It can grow to around

It can grow to around 30 metres in length. It has a heart the size of a small car, and yet, its brain is only about three times the size of yours (assuming you're human). It can eat about 500kg of krill every single day. Its young doubles in length (from 6 metres to 12 metres) and triples in weight (from 3 tonnes to 9 tonnes) in the first six months of its life. It is the biggest animal that has ever lived on this planet. It is the blue whale.

I'd probably heard most of those facts. I'd seen many pictures, moving and still, of blue whales in my time, and I probably thought I knew that a blue whale is very, very big; but I didn't - not really. I went to the Natural History Museum in London on Saturday. They have a life-size model of a blue whale in one of the galleries. It takes your breath away. Like everything else in the museum, it's a bit scuffed around the edges and could do with a lick of paint, or at least with being dusted every so often, but it is still an incredible thing to see.

They also have a large collection of meteroites. One of them, an iron one, is about the size of two large sacks of potatoes. It sits on display in the middle of the room and you are encouraged to touch it. It's a strange experience to run your hands over something that has travelled through space - it's impossible to imagine how far it travelled to get to earth.

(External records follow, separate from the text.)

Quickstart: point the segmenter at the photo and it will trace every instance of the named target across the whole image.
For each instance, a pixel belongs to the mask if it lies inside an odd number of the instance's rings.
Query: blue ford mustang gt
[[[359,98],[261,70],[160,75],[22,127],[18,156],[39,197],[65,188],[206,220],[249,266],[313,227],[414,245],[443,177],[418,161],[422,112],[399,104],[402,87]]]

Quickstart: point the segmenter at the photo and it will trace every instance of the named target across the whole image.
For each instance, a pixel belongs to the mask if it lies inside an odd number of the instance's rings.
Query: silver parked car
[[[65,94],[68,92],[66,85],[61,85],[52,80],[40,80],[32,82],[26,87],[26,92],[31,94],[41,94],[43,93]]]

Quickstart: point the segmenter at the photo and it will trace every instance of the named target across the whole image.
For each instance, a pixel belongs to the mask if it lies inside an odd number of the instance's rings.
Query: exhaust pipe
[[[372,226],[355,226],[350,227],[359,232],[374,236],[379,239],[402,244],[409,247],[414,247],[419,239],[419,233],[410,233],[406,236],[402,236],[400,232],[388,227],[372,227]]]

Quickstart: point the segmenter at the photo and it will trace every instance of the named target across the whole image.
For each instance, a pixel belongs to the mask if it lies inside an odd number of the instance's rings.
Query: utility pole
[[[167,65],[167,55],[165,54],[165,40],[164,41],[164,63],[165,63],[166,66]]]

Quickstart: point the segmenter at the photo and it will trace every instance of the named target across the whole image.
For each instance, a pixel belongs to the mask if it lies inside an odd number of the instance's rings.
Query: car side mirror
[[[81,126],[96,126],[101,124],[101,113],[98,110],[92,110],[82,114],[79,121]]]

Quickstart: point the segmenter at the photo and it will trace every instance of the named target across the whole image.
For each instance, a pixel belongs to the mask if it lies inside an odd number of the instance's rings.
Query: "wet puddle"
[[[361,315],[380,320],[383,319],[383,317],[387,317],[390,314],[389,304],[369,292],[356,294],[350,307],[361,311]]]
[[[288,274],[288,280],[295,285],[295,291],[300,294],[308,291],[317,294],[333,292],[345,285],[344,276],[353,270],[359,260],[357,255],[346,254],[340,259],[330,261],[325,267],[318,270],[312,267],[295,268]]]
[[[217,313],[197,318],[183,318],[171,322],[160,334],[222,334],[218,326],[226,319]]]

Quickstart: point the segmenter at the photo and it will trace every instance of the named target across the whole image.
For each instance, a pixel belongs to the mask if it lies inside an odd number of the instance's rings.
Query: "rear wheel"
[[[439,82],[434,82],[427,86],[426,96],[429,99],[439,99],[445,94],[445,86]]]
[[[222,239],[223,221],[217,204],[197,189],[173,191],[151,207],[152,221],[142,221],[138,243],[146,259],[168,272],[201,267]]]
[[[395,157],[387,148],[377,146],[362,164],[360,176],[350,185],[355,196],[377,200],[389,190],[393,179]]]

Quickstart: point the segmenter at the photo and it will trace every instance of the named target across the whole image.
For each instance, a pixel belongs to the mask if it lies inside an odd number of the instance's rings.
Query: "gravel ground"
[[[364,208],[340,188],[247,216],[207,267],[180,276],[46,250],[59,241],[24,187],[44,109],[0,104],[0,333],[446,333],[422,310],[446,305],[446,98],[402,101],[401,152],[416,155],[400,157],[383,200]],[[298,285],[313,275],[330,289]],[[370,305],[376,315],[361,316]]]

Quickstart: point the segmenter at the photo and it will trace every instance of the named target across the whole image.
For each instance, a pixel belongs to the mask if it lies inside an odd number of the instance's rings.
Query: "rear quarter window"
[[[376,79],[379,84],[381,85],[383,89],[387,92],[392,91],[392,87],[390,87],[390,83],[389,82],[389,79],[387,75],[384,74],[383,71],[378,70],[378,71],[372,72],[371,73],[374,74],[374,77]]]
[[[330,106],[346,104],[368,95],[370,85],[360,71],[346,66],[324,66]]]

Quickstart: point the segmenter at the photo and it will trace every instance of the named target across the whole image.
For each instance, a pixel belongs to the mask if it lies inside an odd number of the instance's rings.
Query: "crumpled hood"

On Monday, I touched some more weird things. First, I encountered an animal that looked like an elephant-pig on stilts. Apparently, it was a tapir. It let me stroke the top of its head, and then it shut its eyes with delight when I tickled behind its ears. Ten minutes later, I was getting the same reaction from this 3 tonne white rhino.

The name 'White' Rhino is a corruption of the Afrikaans word 'weit', which means 'wide', a reference to its wide mouth.

So far, being 29 has been very educational.